Потом комната работала приёмной и столовой Николая Павловича, когда тот был великим князем, и он настолько привык к обстановке, что после пожара 1837 года приказал восстановить её в точности, даже по углам сделали муляжи полукруглых печей, хотя новая система отопления больше не нуждалась в печах в каждой комнате.
Комната была оформлена в сине-голубых тонах: неизменные синие шторы с золотой каймой, синее стекло вокруг штоков люстр, синие орнаменты по карнизам сводчатого потолка.
Горели свечи, сиял и переливался хрусталь подвесок, пахло мёдом, квасом и вином.
Папа́ беседовал с дядей Костей и Никсой у выхода на балкон. Высокие стеклянные двери были закрыты, и за ними бушевала метель так, что не было видно Адмиралтейства.

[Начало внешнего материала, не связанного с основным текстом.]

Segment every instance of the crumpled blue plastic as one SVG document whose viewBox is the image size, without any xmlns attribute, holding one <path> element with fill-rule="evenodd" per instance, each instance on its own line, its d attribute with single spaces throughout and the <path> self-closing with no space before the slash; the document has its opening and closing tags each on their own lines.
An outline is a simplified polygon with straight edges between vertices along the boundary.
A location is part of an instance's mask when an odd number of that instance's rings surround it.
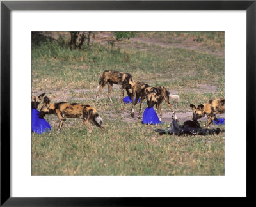
<svg viewBox="0 0 256 207">
<path fill-rule="evenodd" d="M 148 125 L 158 125 L 164 123 L 164 122 L 160 121 L 159 118 L 153 107 L 147 107 L 144 111 L 142 123 Z"/>
<path fill-rule="evenodd" d="M 218 119 L 218 120 L 219 120 L 219 122 L 217 122 L 215 120 L 213 120 L 213 122 L 216 124 L 216 125 L 224 125 L 225 124 L 225 118 L 223 119 Z"/>
<path fill-rule="evenodd" d="M 40 112 L 35 109 L 32 109 L 31 123 L 32 132 L 37 134 L 42 134 L 49 132 L 52 126 L 44 118 L 39 118 Z"/>
<path fill-rule="evenodd" d="M 136 100 L 136 99 L 135 99 Z M 129 96 L 126 96 L 123 98 L 124 102 L 125 103 L 132 103 L 132 99 L 131 99 Z M 140 98 L 139 98 L 138 102 L 140 101 Z"/>
</svg>

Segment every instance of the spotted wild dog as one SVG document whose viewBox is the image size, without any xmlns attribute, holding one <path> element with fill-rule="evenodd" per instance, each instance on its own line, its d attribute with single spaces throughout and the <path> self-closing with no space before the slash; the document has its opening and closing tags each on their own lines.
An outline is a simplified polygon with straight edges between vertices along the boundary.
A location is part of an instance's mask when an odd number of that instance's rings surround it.
<svg viewBox="0 0 256 207">
<path fill-rule="evenodd" d="M 92 132 L 92 127 L 89 122 L 100 128 L 104 132 L 106 132 L 105 128 L 101 126 L 103 123 L 102 119 L 99 116 L 96 109 L 89 105 L 66 102 L 50 103 L 48 97 L 45 97 L 39 117 L 44 118 L 45 114 L 57 114 L 60 119 L 60 125 L 57 130 L 58 132 L 60 132 L 66 118 L 78 118 L 81 115 L 83 123 L 88 128 L 90 133 Z"/>
<path fill-rule="evenodd" d="M 146 92 L 146 90 L 150 90 L 151 87 L 143 82 L 136 82 L 134 85 L 133 86 L 132 88 L 132 107 L 131 112 L 131 116 L 132 117 L 134 116 L 134 112 L 135 112 L 135 105 L 137 104 L 138 100 L 140 98 L 140 110 L 139 110 L 139 116 L 138 119 L 140 119 L 140 114 L 141 111 L 141 105 L 142 105 L 142 102 L 143 101 L 144 99 L 147 98 L 147 93 Z"/>
<path fill-rule="evenodd" d="M 132 80 L 131 75 L 123 72 L 120 72 L 115 70 L 105 70 L 101 75 L 98 88 L 99 90 L 96 95 L 96 102 L 98 101 L 99 95 L 100 91 L 103 89 L 103 88 L 108 85 L 108 98 L 110 102 L 112 100 L 110 97 L 110 93 L 113 87 L 113 84 L 122 85 L 121 86 L 121 101 L 123 101 L 124 98 L 124 90 L 125 89 L 128 96 L 130 98 L 132 98 L 132 88 L 134 82 Z"/>
<path fill-rule="evenodd" d="M 157 114 L 157 109 L 160 112 L 159 120 L 162 118 L 162 102 L 165 100 L 168 107 L 171 109 L 172 112 L 173 113 L 174 118 L 176 121 L 178 121 L 178 119 L 176 116 L 175 112 L 173 111 L 171 104 L 170 103 L 169 95 L 170 92 L 164 87 L 157 86 L 152 87 L 150 90 L 146 89 L 146 93 L 148 95 L 148 100 L 147 101 L 147 104 L 148 107 L 153 107 L 156 105 L 156 111 Z"/>
<path fill-rule="evenodd" d="M 32 96 L 31 103 L 32 103 L 32 109 L 37 109 L 42 98 L 44 97 L 44 93 L 41 94 L 40 95 L 36 96 Z"/>
<path fill-rule="evenodd" d="M 219 98 L 210 100 L 209 102 L 207 102 L 204 104 L 198 105 L 197 108 L 195 105 L 190 104 L 190 107 L 193 110 L 192 119 L 193 121 L 196 121 L 198 119 L 205 116 L 205 114 L 207 116 L 207 122 L 204 126 L 204 127 L 207 128 L 213 120 L 218 122 L 218 119 L 215 116 L 216 114 L 225 113 L 225 99 Z"/>
</svg>

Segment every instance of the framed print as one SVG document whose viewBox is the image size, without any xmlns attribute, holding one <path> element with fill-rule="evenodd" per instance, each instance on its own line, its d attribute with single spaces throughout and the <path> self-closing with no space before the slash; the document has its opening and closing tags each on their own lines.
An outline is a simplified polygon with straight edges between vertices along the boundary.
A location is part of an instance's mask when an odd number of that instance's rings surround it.
<svg viewBox="0 0 256 207">
<path fill-rule="evenodd" d="M 1 205 L 252 197 L 255 1 L 1 6 Z"/>
</svg>

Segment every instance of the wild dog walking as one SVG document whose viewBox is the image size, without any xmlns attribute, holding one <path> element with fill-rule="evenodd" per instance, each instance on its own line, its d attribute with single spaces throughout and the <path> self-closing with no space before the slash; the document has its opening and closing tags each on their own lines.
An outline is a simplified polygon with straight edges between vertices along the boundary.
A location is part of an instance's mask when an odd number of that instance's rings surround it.
<svg viewBox="0 0 256 207">
<path fill-rule="evenodd" d="M 193 110 L 193 121 L 196 121 L 198 119 L 205 116 L 205 114 L 208 117 L 208 120 L 204 127 L 207 128 L 212 122 L 213 120 L 218 121 L 215 116 L 216 114 L 225 113 L 225 99 L 219 98 L 215 100 L 210 100 L 209 102 L 204 104 L 200 104 L 195 107 L 193 104 L 190 104 L 190 107 Z"/>
<path fill-rule="evenodd" d="M 170 109 L 171 109 L 172 112 L 173 113 L 175 121 L 178 121 L 175 112 L 173 111 L 173 109 L 170 103 L 170 92 L 168 92 L 164 87 L 152 87 L 151 88 L 150 90 L 146 89 L 146 93 L 147 93 L 148 96 L 147 104 L 148 105 L 148 107 L 153 107 L 156 104 L 156 113 L 157 114 L 157 109 L 160 112 L 160 121 L 161 118 L 162 118 L 162 102 L 164 99 L 167 105 Z"/>
<path fill-rule="evenodd" d="M 99 84 L 99 90 L 96 95 L 96 102 L 98 101 L 99 95 L 100 91 L 103 89 L 103 88 L 106 86 L 106 84 L 108 87 L 108 98 L 110 102 L 112 100 L 110 97 L 111 93 L 113 84 L 122 85 L 121 86 L 121 102 L 124 98 L 124 90 L 125 89 L 128 96 L 130 98 L 132 98 L 132 88 L 134 84 L 131 75 L 123 72 L 120 72 L 115 70 L 105 70 L 103 74 L 101 75 Z"/>
<path fill-rule="evenodd" d="M 32 103 L 32 109 L 37 109 L 42 98 L 44 97 L 44 93 L 41 94 L 38 96 L 32 96 L 31 103 Z"/>
<path fill-rule="evenodd" d="M 44 118 L 45 114 L 57 114 L 60 119 L 60 125 L 57 130 L 58 132 L 60 132 L 66 118 L 78 118 L 81 115 L 83 123 L 88 128 L 90 133 L 92 132 L 90 122 L 100 128 L 104 132 L 106 132 L 105 128 L 101 126 L 103 123 L 102 119 L 99 116 L 96 109 L 89 105 L 66 102 L 50 103 L 48 97 L 45 97 L 39 117 Z"/>
<path fill-rule="evenodd" d="M 141 114 L 141 105 L 142 105 L 142 102 L 143 101 L 144 99 L 147 98 L 147 93 L 146 92 L 146 90 L 150 90 L 151 89 L 151 87 L 146 84 L 143 82 L 136 82 L 135 84 L 133 86 L 132 88 L 132 107 L 131 109 L 131 116 L 132 117 L 134 116 L 134 112 L 135 112 L 135 105 L 137 104 L 138 100 L 140 98 L 140 110 L 139 110 L 139 116 L 138 119 L 140 119 L 140 114 Z M 135 100 L 136 98 L 136 100 Z"/>
</svg>

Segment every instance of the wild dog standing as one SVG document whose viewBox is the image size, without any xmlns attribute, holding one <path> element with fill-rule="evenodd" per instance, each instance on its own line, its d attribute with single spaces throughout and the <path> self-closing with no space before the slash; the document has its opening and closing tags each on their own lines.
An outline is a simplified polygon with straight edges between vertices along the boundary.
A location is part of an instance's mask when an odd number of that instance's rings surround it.
<svg viewBox="0 0 256 207">
<path fill-rule="evenodd" d="M 219 98 L 215 100 L 210 100 L 209 102 L 204 104 L 200 104 L 197 108 L 193 104 L 190 104 L 190 107 L 193 110 L 193 121 L 196 121 L 198 119 L 205 116 L 205 114 L 208 117 L 208 120 L 204 127 L 208 127 L 213 120 L 218 121 L 215 116 L 216 114 L 225 113 L 225 99 Z"/>
<path fill-rule="evenodd" d="M 81 115 L 83 123 L 88 128 L 90 133 L 92 132 L 92 127 L 89 122 L 95 124 L 105 132 L 105 128 L 101 126 L 103 123 L 102 119 L 99 116 L 96 109 L 89 105 L 66 102 L 50 103 L 49 98 L 45 97 L 39 117 L 44 118 L 45 114 L 57 114 L 60 119 L 58 132 L 61 130 L 66 118 L 78 118 Z"/>
<path fill-rule="evenodd" d="M 173 109 L 172 107 L 171 104 L 169 101 L 169 95 L 170 93 L 166 90 L 164 87 L 157 86 L 157 87 L 152 87 L 150 90 L 148 91 L 146 89 L 146 92 L 148 95 L 148 100 L 147 101 L 147 104 L 148 107 L 153 107 L 156 104 L 156 111 L 157 113 L 157 109 L 160 112 L 160 118 L 159 120 L 161 121 L 161 118 L 162 118 L 162 102 L 165 100 L 167 105 L 170 109 L 171 109 L 172 112 L 173 113 L 174 118 L 176 121 L 178 121 L 178 119 L 176 116 L 175 112 L 173 111 Z"/>
<path fill-rule="evenodd" d="M 136 82 L 135 84 L 133 86 L 132 88 L 132 107 L 131 109 L 131 116 L 132 117 L 134 116 L 134 112 L 135 112 L 135 105 L 137 104 L 138 100 L 140 98 L 140 110 L 139 110 L 139 116 L 138 119 L 140 119 L 140 114 L 141 114 L 141 105 L 142 105 L 142 102 L 143 101 L 144 99 L 147 98 L 147 93 L 146 92 L 146 90 L 150 90 L 151 87 L 146 84 L 143 82 Z M 136 97 L 136 100 L 135 100 Z"/>
<path fill-rule="evenodd" d="M 32 96 L 31 103 L 32 103 L 32 109 L 37 109 L 42 98 L 44 96 L 44 93 L 41 94 L 38 96 Z"/>
<path fill-rule="evenodd" d="M 96 95 L 96 102 L 98 101 L 99 95 L 103 89 L 103 88 L 107 84 L 108 87 L 108 98 L 110 102 L 112 102 L 110 98 L 110 93 L 111 93 L 113 84 L 122 85 L 121 86 L 121 102 L 124 98 L 124 89 L 126 90 L 128 96 L 132 98 L 132 88 L 134 82 L 132 80 L 132 76 L 129 73 L 120 72 L 115 70 L 105 70 L 101 75 L 99 84 L 99 90 Z"/>
</svg>

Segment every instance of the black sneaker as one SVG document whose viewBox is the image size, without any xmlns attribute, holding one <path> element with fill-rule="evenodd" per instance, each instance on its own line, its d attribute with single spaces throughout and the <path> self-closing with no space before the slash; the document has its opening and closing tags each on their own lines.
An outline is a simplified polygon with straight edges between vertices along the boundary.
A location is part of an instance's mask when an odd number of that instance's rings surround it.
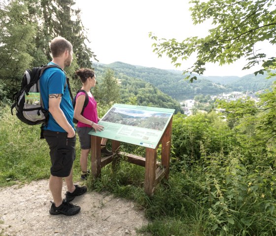
<svg viewBox="0 0 276 236">
<path fill-rule="evenodd" d="M 65 215 L 73 215 L 77 214 L 80 210 L 80 206 L 73 205 L 71 203 L 67 202 L 66 199 L 64 199 L 62 204 L 57 207 L 53 202 L 51 202 L 52 205 L 49 212 L 51 215 L 63 214 Z"/>
<path fill-rule="evenodd" d="M 108 149 L 107 149 L 106 148 L 106 147 L 105 147 L 105 146 L 103 146 L 102 147 L 101 149 L 101 152 L 102 154 L 104 156 L 109 156 L 113 154 L 113 152 L 112 152 L 111 151 L 109 151 Z"/>
<path fill-rule="evenodd" d="M 86 179 L 87 179 L 87 176 L 89 175 L 90 173 L 90 169 L 88 169 L 86 172 L 82 171 L 82 174 L 81 174 L 81 175 L 80 176 L 80 178 L 83 180 L 86 180 Z"/>
<path fill-rule="evenodd" d="M 78 185 L 75 184 L 76 189 L 72 193 L 67 191 L 65 194 L 65 197 L 67 202 L 71 202 L 74 200 L 75 197 L 82 195 L 87 191 L 86 186 L 79 187 Z"/>
</svg>

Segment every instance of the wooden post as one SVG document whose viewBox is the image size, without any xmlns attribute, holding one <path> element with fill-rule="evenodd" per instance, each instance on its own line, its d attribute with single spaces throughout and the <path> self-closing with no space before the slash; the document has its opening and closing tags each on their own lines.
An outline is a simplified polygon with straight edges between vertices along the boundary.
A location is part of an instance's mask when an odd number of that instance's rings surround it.
<svg viewBox="0 0 276 236">
<path fill-rule="evenodd" d="M 116 140 L 112 140 L 112 150 L 113 153 L 118 153 L 119 152 L 119 148 L 120 147 L 120 142 Z M 113 171 L 116 171 L 117 165 L 118 164 L 118 155 L 116 155 L 115 157 L 112 159 L 111 169 Z"/>
<path fill-rule="evenodd" d="M 91 171 L 97 177 L 101 174 L 101 138 L 91 135 Z"/>
<path fill-rule="evenodd" d="M 165 168 L 165 177 L 169 178 L 170 171 L 170 157 L 171 156 L 171 146 L 172 144 L 172 118 L 168 124 L 165 135 L 162 140 L 162 149 L 161 151 L 161 165 Z"/>
<path fill-rule="evenodd" d="M 119 147 L 120 147 L 120 142 L 116 140 L 112 140 L 112 152 L 114 153 L 115 152 L 119 152 Z"/>
<path fill-rule="evenodd" d="M 155 149 L 146 148 L 144 190 L 149 196 L 152 196 L 155 187 L 156 156 L 158 147 L 156 147 Z"/>
</svg>

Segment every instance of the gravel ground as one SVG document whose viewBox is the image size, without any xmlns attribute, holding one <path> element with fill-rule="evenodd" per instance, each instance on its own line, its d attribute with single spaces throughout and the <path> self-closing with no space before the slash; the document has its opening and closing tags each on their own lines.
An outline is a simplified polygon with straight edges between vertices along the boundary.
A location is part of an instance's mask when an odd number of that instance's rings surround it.
<svg viewBox="0 0 276 236">
<path fill-rule="evenodd" d="M 80 212 L 66 216 L 49 213 L 52 197 L 47 180 L 0 191 L 0 236 L 140 235 L 136 229 L 148 223 L 133 202 L 108 193 L 76 197 L 72 202 L 81 206 Z"/>
</svg>

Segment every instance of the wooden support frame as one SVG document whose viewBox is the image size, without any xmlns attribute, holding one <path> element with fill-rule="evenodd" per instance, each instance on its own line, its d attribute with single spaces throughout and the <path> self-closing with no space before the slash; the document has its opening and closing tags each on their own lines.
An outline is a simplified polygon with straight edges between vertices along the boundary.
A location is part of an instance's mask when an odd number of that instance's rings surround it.
<svg viewBox="0 0 276 236">
<path fill-rule="evenodd" d="M 112 141 L 113 154 L 101 158 L 101 140 L 98 136 L 91 135 L 91 170 L 95 177 L 101 175 L 101 169 L 112 162 L 115 166 L 118 156 L 124 156 L 132 164 L 145 168 L 144 191 L 149 196 L 152 196 L 156 184 L 165 177 L 169 178 L 170 160 L 172 139 L 172 117 L 162 135 L 158 145 L 154 149 L 146 148 L 145 157 L 142 157 L 132 154 L 120 151 L 120 142 Z M 157 161 L 157 149 L 162 145 L 161 161 Z M 115 158 L 116 157 L 116 158 Z"/>
</svg>

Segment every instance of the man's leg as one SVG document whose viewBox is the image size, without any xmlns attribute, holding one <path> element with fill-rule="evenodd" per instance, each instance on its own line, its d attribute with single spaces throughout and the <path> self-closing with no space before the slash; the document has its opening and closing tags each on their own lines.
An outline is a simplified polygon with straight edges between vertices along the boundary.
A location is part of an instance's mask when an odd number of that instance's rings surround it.
<svg viewBox="0 0 276 236">
<path fill-rule="evenodd" d="M 69 176 L 65 178 L 67 188 L 68 188 L 68 191 L 66 192 L 65 196 L 67 201 L 69 202 L 73 201 L 75 197 L 82 195 L 87 191 L 85 186 L 80 187 L 73 184 L 73 171 L 72 169 L 71 169 L 71 172 Z"/>
<path fill-rule="evenodd" d="M 75 187 L 73 184 L 73 169 L 71 169 L 71 171 L 70 172 L 70 174 L 69 176 L 64 178 L 65 179 L 65 182 L 66 182 L 66 185 L 67 185 L 67 188 L 68 189 L 68 191 L 70 193 L 72 193 L 75 191 Z"/>
<path fill-rule="evenodd" d="M 49 188 L 52 193 L 54 199 L 54 202 L 56 206 L 59 206 L 62 203 L 62 191 L 63 178 L 51 175 L 49 179 Z"/>
</svg>

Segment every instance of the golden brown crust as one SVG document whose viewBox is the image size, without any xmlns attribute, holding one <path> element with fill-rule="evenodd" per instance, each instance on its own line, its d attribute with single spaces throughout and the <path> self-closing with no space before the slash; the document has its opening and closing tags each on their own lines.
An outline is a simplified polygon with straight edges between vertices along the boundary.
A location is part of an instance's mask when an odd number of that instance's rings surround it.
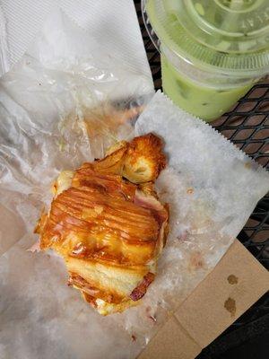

Тётя Санни не присутствовала, она была беременна и, видимо, не хотела трястись в карете на последнем триместре.
Мама́ тоже не было. Почти по той же причине. Отличался номер триместра. Летом у Саши ожидалось появление нового кузена или кузины, а осенью — брата или сестры.
Дядя Костя обсуждал с Никсой концерты Штрауса в Павловске и бурно восхищался второй симфонией Бетховена и «Сном в летнюю ночь» Мендельсона.
Будущий король вальсов гастролировал в Питере уже не первый год, но играть ему приходилось на хорах в тесном ресторане, что возмущало маэстро, и наконец он отказался там выступать. В результате Павловский вокзал был перестроен и открылся новый концертный зал на две тысячи человек.
Развлечение стало в полной мере аристократическим и при этом бешено популярным.
Сашу туда тоже звали, он был бы рад, но не счёл возможным, когда в равелин привезли студентов. Это всё равно, что обедать с комендантом.
С другой стороны, в этой стране всегда что-то не слава богу. Что же теперь Штрауса не слушать? Так и жизнь пройдёт в попытках залатать этот Тришкин кафтан.
Всё это Саша успел передумать, пока шёл от дверей к папа́.
Никса, увидев его, уже раскрывал объятия, а Константин Николаевич протягивал руку для рукопожатия.
Но царь остановил обоих повелительным жестом.